Хоума, разумеется, увели под надзором полиции, но сыщик, конечно, понимал, что надолго под стражей его, скорее всего, не оставят, и наказание, если и последует, то не будет суровым. Что ни говори, а не каждый убийца может в качестве свидетеля в свою пользу привести в зал суда свою жертву.
– Странное происшествие, – сказал Бирн, когда сыщик и остальные пошли вдоль обрыва обратно в город.
– Да, странное, – согласился отец Браун. – Но не по нашей части. И все же я бы хотел обсудить его с вами, если вы не против.
Помолчав, Бирн сказал:
– Мне кажется, вы уже думали о Хоуме, когда говорили, что кто-то рассказал не все, что знал.
– Когда я это говорил, – ответил его друг, – я думал о необычно молчаливом мистере Поттере, секретаре преждевременно оплаканного или, если так можно выразиться, уже более не покойного мистера Гидеона Уайза.
– Кстати, единственный раз, когда Поттер со мной заговорил, я решил, что это какой-то сумасшедший, – несколько удивленным голосом вставил Бирн. – Но мне даже не приходило в голову его подозревать. Он что-то говорил о какой-то тесноте.

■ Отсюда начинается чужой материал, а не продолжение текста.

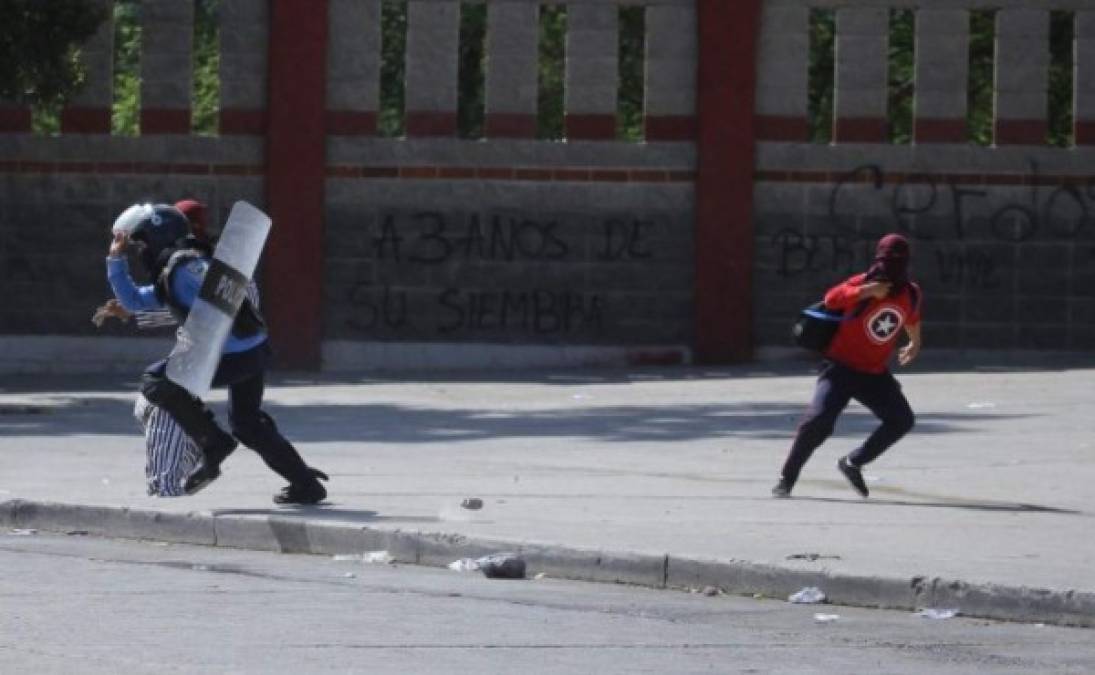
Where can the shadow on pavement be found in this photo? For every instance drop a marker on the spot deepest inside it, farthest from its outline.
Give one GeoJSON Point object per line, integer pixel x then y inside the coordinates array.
{"type": "Point", "coordinates": [325, 512]}
{"type": "Point", "coordinates": [947, 503]}
{"type": "Point", "coordinates": [391, 423]}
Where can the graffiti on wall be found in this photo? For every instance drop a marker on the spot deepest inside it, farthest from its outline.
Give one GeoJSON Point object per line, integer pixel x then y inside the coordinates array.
{"type": "Point", "coordinates": [963, 225]}
{"type": "Point", "coordinates": [474, 246]}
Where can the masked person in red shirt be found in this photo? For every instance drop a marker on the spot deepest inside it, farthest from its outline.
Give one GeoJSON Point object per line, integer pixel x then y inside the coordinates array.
{"type": "Point", "coordinates": [878, 305]}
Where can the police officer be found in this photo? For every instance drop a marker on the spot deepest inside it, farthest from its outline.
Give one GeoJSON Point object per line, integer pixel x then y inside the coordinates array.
{"type": "Point", "coordinates": [176, 261]}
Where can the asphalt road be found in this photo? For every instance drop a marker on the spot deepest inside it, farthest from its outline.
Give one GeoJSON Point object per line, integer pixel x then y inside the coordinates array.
{"type": "Point", "coordinates": [76, 604]}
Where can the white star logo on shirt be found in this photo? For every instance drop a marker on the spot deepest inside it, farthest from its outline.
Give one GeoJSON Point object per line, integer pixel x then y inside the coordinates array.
{"type": "Point", "coordinates": [886, 325]}
{"type": "Point", "coordinates": [882, 325]}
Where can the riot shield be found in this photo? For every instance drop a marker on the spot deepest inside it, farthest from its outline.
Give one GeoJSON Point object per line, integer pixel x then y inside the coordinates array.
{"type": "Point", "coordinates": [200, 340]}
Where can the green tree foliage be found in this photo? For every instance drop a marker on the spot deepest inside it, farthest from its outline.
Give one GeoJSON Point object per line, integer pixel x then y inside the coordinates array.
{"type": "Point", "coordinates": [39, 47]}
{"type": "Point", "coordinates": [472, 87]}
{"type": "Point", "coordinates": [552, 76]}
{"type": "Point", "coordinates": [393, 31]}
{"type": "Point", "coordinates": [632, 67]}
{"type": "Point", "coordinates": [901, 75]}
{"type": "Point", "coordinates": [1061, 72]}
{"type": "Point", "coordinates": [821, 75]}
{"type": "Point", "coordinates": [206, 68]}
{"type": "Point", "coordinates": [982, 39]}
{"type": "Point", "coordinates": [125, 113]}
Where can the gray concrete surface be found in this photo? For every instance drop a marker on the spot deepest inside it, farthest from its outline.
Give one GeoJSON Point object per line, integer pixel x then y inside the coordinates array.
{"type": "Point", "coordinates": [649, 476]}
{"type": "Point", "coordinates": [90, 605]}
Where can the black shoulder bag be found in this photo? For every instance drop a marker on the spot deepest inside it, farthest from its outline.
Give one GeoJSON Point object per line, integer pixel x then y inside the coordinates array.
{"type": "Point", "coordinates": [817, 325]}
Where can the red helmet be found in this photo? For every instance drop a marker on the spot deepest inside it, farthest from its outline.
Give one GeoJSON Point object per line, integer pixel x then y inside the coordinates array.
{"type": "Point", "coordinates": [195, 212]}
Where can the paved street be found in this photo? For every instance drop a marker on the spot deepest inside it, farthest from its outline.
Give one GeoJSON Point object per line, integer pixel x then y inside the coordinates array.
{"type": "Point", "coordinates": [992, 485]}
{"type": "Point", "coordinates": [88, 605]}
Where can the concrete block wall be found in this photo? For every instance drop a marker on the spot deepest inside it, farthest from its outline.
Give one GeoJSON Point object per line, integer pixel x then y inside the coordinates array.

– Да, я так и думал, что ему что-то известно, – сказал отец Браун, задумчиво. – Но я не говорил, что он замешан в этом деле… Интересно, у старика Уайза действительно хватило бы сил выбраться из той трещины самостоятельно?
– О чем это вы? – не понял репортер. – Конечно, достаточно, он же выбрался из нее. Вон он идет, живой и здоровый.
Вместо объяснений священник вдруг спросил:
– Что вы думаете о Хоуме?
– Назвать его преступником в прямом смысле, конечно, нельзя, – сказал Бирн. – Да и не похож он на убийцу, а я их немало повидал на своем веку. Что уж говорить о Нэризе. Я думаю, в душе никто из нас не считал его преступником.
– А я как раз не считал его кем-то другим, – спокойно ответил священник. – Вы можете лучше меня разбираться в преступниках, но существует другой класс людей, с которым я знаком лучше, чем вы или даже Нэриз. Я много о них знаю, мне знакомы многие их привычки.
– Другой класс людей? – теряясь в догадках, повторил Бирн. – И кто же это?
– Кающиеся грешники, – ответил отец Браун.
– Что-то я не понимаю, – нахмурился Бирн. – Вы хотите сказать, что не верите в то, что это он совершил преступление?
– В его признание, – уточнил отец Браун. – Я за свою жизнь выслушал массу признаний и не припомню, чтобы кто-нибудь сознавался в содеянном столь же искренне. Это было благородное признание, признание, вычитанное из книг. Вспомните, как он говорил о печати Каина. Человек, которого мучает совесть, который считает, что совершил нечто ужасное, не станет так говорить. Давайте представим себе обычного конторского служащего или какого-нибудь посыльного из магазина, который в ужасе думает о том, что впервые в жизни украл деньги. Неужели первая его мысль будет о том, что он совершил тот же грех, что и Варавва? Или, допустим, кто-то в страшном приступе ярости убил ребенка. Неужели он мысленно начнет углубляться в историю, пока не вспомнит об идумейском властителе по имени Ирод? Поверьте, наши преступления слишком сокровенны и прозаичны, чтобы, совершив их, мы первым делом начинали выискивать параллели в истории, каким бы уместным ни было сравнение. И почему в минуту откровения он заговорил о том, что не предаст своих сообщников, хотя одним лишь упоминанием о них он их выдал? Никто ведь и не просил от него о ком-нибудь говорить или кого-то выдавать. Нет, я не думаю, что он говорил искренне, и не отпустил бы ему этот грех. Хорошее дело, чтобы людям отпускали грехи за то, чего они не делали! – И отец Браун, повернув голову, устремил взор в морскую даль.